During Francis’ secret meeting last week with Davis, which was reportedly initiated by Vatican officials, he gifted her two rosaries, asked her to pray for him and encouraged her to “stay strong,” according to her legal counsel.
Earlier in his tenure, while addressing the issue of people who are inclined towards homosexuality, but also seek “the Lord in good faith,” Francis asked “Who am I to judge?” Though this won him high praise from media, his meeting last week with an anti-gay marriage Christian appears to have undone all of that as far as America’s left-leaning commentariat is concerned.
Elsewhere on MSNBC, “The Last Word” host Lawrence O’Donnell was similarly unhappy.
“It … made no sense to me that of all the people in the 50 United States to work through that filter to get into a room with the Pope, it made no conceivable sense to me that Kim Davis would be one of them,” he said.
These hosts and their guests are certainly not alone in airing their deep disappointment in Pope Francis.
Late Tuesday evening, after the pope’s secret meeting was at last revealed, a slew of media figures came forward to bemoan that the Bishop of Rome would do something with which they disagreed.
“I don’t begrudge Francis supporting someone standing up for religious beliefs. Where I draw the line is with Kim Davis,” Washington Post columnist Jonathan Capeheart said on social media.

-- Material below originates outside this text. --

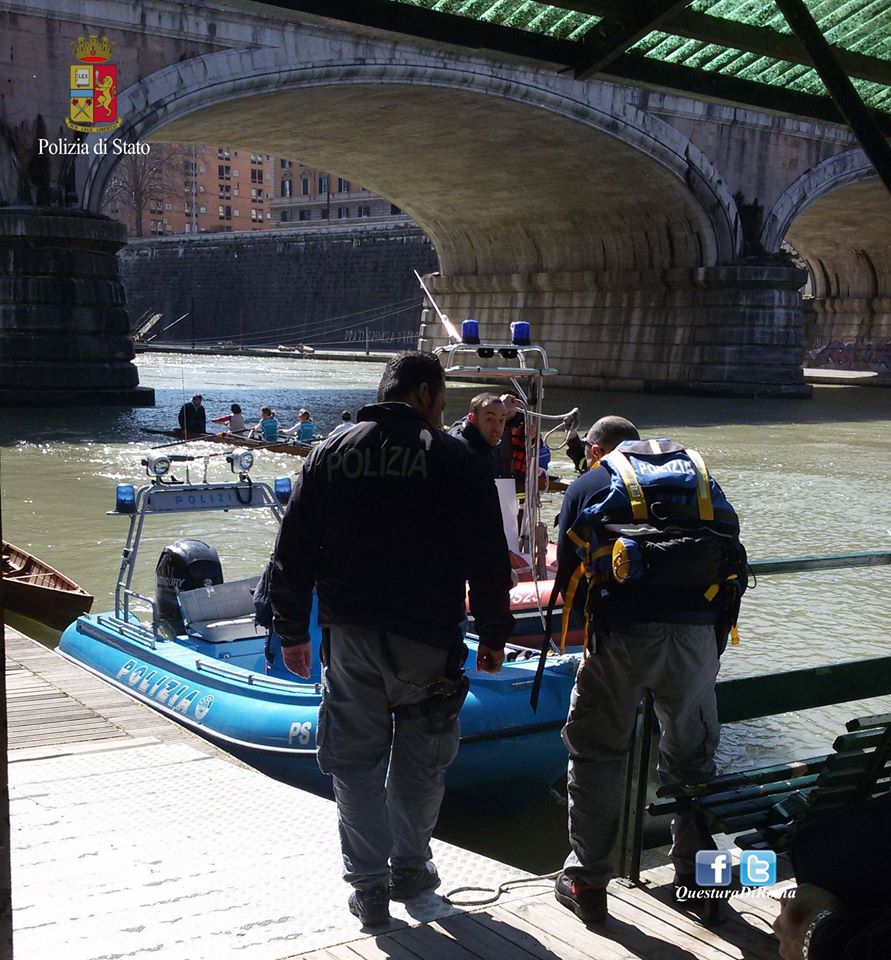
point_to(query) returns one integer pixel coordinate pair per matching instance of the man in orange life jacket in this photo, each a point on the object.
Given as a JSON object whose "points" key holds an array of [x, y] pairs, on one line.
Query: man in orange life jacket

Chris Hughes’ New Republic ran with a story headlined, “The Pope was never America’s liberal hero. Evidence: his meeting with KY clerk Kim Davis.”
Slate echoed these sad sentiments with a story reading, “Why Pope Francis’ meeting with Kim Davis is such a disappointment.”
“Seems like everybody was in love with Pope Francis,” Politico’s Roger Simon quipped on Twitter, “until they found out he met with [Kentucky] County Clerk Kim Davis.”
It appears for now that the goodwill that Francis had built with the press over his off-hand comments on abortion and homosexuality has all but disappeared as a result of his meeting with the controversial Rowan County clerk.
“Initially assumed liberals who felt betrayed by Francis for meeting Kim Davis existed mostly in conservatives’ imagination,” the New Republic’s Brian Beutler said. “Boy was I wrong!”